DEV Community

Cover image for Search Autocomplete Systems — Complete Guide
ali ehab algmass
ali ehab algmass

Posted on

Search Autocomplete Systems — Complete Guide

Section 1 — Problem Definition

An autocomplete system predicts and suggests query completions as a user types, character by character. The goal is to reduce typing effort, surface popular or relevant queries, and improve UX through speed.

Real-world examples:

  • Google Search — top-K globally trending completions, personalized by history
  • YouTube — video-intent queries, trending topics, channel names
  • Amazon — product search with category-aware suggestions
  • GitHub — repo names, usernames, file paths, code symbols

Functional requirements: Given a prefix typed by a user, return the top-K (typically 5–10) most relevant completions within strict latency SLA (under 100ms end-to-end).

Non-functional requirements: 99.99% availability, horizontal scalability to billions of queries/day, eventual consistency for frequency updates (stale-by-minutes is acceptable), sub-50ms p99 response time at the API layer, multi-region support.

The hardest constraint is the latency budget. At Google scale, every character keystroke fires a request. A user typing "machine learning" fires 16 requests. With millions of concurrent users, this means tens of millions of requests per second with a hard sub-100ms SLA.---

Section 2 — Trie Data Structure

A Trie (prefix tree) is a tree data structure where each node represents a single character. A path from root to any node spells out a prefix. A path to a marked node spells a complete word.
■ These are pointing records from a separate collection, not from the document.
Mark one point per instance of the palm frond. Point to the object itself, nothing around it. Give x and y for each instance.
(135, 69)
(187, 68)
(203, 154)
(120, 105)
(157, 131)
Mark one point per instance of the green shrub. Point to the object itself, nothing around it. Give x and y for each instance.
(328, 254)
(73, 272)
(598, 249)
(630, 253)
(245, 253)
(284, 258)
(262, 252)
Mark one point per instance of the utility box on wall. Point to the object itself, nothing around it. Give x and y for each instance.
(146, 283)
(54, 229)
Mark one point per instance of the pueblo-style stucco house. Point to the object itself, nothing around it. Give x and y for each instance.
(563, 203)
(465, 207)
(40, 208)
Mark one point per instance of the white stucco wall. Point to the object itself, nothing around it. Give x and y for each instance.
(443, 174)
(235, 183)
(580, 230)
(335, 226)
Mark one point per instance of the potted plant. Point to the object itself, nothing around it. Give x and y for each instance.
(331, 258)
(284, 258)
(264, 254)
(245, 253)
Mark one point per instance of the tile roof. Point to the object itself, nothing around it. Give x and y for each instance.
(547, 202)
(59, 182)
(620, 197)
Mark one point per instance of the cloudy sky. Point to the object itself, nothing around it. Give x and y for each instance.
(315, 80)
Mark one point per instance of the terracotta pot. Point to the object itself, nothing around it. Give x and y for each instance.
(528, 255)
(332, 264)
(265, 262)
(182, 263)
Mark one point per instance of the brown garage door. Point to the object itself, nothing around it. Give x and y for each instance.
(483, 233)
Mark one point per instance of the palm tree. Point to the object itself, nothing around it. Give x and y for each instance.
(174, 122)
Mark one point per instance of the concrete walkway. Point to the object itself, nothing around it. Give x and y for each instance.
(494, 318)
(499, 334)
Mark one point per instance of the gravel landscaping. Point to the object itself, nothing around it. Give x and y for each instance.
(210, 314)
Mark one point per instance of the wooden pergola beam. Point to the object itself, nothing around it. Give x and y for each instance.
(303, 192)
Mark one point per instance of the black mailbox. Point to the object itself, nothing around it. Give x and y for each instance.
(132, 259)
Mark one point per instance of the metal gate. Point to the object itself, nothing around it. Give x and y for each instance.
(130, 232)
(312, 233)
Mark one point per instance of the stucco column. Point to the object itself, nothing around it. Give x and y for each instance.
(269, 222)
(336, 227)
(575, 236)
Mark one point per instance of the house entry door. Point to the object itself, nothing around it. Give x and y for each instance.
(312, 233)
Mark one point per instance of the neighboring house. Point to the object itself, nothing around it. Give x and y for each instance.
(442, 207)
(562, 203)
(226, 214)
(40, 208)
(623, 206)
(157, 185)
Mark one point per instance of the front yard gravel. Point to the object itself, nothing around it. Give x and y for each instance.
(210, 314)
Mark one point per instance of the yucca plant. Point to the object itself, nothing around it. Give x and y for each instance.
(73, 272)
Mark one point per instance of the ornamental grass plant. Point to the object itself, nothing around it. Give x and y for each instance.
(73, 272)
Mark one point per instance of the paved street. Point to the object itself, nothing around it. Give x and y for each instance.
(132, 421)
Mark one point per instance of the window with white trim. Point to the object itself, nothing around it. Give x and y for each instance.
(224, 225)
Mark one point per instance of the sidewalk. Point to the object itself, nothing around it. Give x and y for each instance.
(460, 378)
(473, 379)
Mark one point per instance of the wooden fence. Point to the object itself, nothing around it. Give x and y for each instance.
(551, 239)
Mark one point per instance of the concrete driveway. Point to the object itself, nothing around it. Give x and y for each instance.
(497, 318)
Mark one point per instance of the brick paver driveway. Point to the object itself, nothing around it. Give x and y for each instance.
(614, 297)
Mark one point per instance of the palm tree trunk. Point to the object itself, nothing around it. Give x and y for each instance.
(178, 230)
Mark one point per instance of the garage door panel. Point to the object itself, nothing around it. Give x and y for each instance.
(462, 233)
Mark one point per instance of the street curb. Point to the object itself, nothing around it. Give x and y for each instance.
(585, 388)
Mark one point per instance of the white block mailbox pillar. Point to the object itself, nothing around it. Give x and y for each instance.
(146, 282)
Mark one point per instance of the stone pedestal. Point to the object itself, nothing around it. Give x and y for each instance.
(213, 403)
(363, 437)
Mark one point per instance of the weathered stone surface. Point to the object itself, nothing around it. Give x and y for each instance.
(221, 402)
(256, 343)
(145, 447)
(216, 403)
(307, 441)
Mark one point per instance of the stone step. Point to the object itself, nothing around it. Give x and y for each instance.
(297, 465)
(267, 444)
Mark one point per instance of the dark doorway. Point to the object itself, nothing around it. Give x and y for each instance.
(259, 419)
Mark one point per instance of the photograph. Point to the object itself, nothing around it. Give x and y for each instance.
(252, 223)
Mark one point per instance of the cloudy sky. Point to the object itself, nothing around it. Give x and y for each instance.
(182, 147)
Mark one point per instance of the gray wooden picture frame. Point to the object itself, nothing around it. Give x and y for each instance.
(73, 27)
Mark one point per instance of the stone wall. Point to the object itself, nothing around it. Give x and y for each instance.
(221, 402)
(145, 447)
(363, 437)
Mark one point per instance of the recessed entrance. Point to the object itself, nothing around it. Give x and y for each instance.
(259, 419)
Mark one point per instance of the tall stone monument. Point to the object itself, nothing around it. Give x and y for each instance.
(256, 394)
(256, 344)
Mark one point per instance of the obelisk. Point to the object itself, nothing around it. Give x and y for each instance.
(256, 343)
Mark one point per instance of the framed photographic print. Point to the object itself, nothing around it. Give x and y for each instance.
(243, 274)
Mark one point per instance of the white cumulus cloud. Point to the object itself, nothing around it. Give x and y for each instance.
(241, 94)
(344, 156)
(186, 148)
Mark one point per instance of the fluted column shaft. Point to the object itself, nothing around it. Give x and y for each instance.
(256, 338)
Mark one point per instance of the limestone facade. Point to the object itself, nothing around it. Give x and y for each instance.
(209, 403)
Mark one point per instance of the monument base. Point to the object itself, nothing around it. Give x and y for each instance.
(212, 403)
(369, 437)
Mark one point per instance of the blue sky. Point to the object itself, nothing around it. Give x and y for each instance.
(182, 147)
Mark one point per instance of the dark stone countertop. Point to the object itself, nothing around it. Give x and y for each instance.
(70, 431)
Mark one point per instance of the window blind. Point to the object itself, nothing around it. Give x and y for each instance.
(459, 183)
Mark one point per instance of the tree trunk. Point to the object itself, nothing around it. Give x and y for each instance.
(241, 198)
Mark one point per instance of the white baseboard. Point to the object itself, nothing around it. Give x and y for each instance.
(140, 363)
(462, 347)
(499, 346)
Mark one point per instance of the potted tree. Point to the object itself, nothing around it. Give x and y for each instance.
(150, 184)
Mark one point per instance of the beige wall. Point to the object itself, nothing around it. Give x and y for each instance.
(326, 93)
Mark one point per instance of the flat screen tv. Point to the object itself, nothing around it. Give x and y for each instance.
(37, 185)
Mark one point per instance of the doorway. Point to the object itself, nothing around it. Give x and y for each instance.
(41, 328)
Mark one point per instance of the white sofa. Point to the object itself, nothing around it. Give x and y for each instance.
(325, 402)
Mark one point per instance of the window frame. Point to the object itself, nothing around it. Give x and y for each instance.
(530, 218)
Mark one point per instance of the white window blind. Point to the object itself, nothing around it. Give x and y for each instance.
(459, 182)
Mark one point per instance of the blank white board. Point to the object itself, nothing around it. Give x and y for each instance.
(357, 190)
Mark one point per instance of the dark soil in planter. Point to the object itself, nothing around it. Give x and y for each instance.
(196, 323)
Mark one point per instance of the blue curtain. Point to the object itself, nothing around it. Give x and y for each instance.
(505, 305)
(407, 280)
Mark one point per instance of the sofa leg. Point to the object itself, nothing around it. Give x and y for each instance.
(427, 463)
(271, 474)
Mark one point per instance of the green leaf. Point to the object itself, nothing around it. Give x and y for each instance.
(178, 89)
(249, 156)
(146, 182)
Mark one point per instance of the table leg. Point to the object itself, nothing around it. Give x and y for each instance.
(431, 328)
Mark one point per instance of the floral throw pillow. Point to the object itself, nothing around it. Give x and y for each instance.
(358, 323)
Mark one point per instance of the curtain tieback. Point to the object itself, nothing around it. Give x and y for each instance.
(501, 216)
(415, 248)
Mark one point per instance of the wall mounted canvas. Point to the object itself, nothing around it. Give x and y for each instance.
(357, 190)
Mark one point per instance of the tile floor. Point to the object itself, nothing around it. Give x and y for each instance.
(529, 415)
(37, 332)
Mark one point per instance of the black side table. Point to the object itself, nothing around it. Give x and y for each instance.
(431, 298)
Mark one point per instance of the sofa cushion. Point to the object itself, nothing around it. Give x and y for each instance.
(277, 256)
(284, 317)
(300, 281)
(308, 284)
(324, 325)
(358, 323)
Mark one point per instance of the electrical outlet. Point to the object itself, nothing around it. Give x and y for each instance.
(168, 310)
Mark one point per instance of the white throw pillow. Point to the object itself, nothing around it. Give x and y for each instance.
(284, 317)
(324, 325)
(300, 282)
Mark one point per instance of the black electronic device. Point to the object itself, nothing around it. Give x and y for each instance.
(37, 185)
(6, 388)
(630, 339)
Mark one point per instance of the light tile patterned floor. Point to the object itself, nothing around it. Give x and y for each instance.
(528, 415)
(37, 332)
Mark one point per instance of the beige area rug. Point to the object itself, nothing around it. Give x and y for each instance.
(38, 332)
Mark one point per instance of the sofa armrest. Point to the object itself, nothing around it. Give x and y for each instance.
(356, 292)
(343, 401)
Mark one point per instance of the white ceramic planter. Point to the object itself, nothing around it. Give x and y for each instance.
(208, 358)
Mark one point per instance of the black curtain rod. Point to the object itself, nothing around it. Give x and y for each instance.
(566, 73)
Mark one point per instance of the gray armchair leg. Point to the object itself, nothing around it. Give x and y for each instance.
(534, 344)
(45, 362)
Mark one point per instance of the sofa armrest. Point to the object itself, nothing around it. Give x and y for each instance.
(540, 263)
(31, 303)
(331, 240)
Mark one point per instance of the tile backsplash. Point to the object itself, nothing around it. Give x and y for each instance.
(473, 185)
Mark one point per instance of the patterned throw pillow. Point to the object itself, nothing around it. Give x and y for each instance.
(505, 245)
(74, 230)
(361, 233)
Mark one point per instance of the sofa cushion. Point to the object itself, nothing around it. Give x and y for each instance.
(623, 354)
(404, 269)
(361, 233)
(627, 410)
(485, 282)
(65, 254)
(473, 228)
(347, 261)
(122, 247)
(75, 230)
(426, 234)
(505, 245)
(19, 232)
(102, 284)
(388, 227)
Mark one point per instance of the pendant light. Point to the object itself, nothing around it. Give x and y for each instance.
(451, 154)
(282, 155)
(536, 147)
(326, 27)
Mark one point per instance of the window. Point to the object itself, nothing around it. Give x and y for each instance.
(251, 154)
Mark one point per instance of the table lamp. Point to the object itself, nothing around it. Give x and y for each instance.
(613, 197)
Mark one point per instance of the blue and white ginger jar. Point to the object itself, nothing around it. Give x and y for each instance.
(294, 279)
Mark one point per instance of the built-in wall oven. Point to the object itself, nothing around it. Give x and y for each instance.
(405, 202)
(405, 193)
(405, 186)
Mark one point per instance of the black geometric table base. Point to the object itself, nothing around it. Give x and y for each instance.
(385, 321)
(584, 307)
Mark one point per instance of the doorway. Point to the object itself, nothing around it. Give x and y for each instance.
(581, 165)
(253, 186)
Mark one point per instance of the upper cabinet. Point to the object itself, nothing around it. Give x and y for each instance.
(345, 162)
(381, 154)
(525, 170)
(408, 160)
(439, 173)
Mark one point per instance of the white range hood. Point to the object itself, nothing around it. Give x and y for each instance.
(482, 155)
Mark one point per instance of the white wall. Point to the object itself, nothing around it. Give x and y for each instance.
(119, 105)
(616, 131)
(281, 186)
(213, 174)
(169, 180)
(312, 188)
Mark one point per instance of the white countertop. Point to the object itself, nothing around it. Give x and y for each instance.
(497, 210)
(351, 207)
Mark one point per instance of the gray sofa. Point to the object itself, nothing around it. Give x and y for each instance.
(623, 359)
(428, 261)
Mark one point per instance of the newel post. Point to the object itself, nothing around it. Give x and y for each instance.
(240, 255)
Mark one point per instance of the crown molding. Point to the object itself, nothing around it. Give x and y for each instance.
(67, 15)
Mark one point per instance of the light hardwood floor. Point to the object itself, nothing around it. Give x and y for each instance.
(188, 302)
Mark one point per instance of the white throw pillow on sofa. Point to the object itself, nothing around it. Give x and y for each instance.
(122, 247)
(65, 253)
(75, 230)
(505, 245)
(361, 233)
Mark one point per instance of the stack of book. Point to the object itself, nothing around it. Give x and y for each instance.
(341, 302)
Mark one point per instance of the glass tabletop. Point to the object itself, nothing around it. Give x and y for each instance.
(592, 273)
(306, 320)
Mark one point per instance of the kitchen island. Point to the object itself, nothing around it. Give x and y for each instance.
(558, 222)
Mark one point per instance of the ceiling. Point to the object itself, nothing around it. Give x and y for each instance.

Why Trie for autocomplete? Lookup by prefix is O(L) where L is prefix length — independent of vocabulary size. With a hash map you'd need to scan all keys. With a sorted array you'd binary search but can't retrieve all matching extensions efficiently. The Trie's structure literally mirrors the problem: navigating down the tree IS the prefix search.

Node structure:

TrieNode {
    children: Map<char, TrieNode>   // up to 26 for a-z, more for Unicode
    isEndOfWord: bool
    frequency: int                  // how many times this word was searched
    topK: List<{word, freq}>        // cached top-K at this node
}
Enter fullscreen mode Exit fullscreen mode


Operations:

  • insert(word, freq) — traverse/create nodes character by character, mark isEndOfWord=true, set frequency. O(L).
  • search(prefix) — traverse to the prefix node. If not found, return []. Otherwise collect all words in the subtree rooted there. O(L + N) where N = subtree size.
  • delete(word) — traverse to the word's end node, unmark isEndOfWord. Optionally prune leaf nodes upward. O(L).

Complexity summary:

Operation Time Space
Insert O(L) O(L × alphabet)
Search by prefix O(L + N) O(1) extra
Delete O(L) O(1)
Full Trie O(N × L × alphabet)

Advantages: Fast prefix lookup, natural prefix grouping, supports wildcard and fuzzy variants. Disadvantages: High memory — each node holds up to 26+ child pointers. For 100M terms with avg length 10, naive Trie needs tens of GB of RAM. This forces compression and sharding.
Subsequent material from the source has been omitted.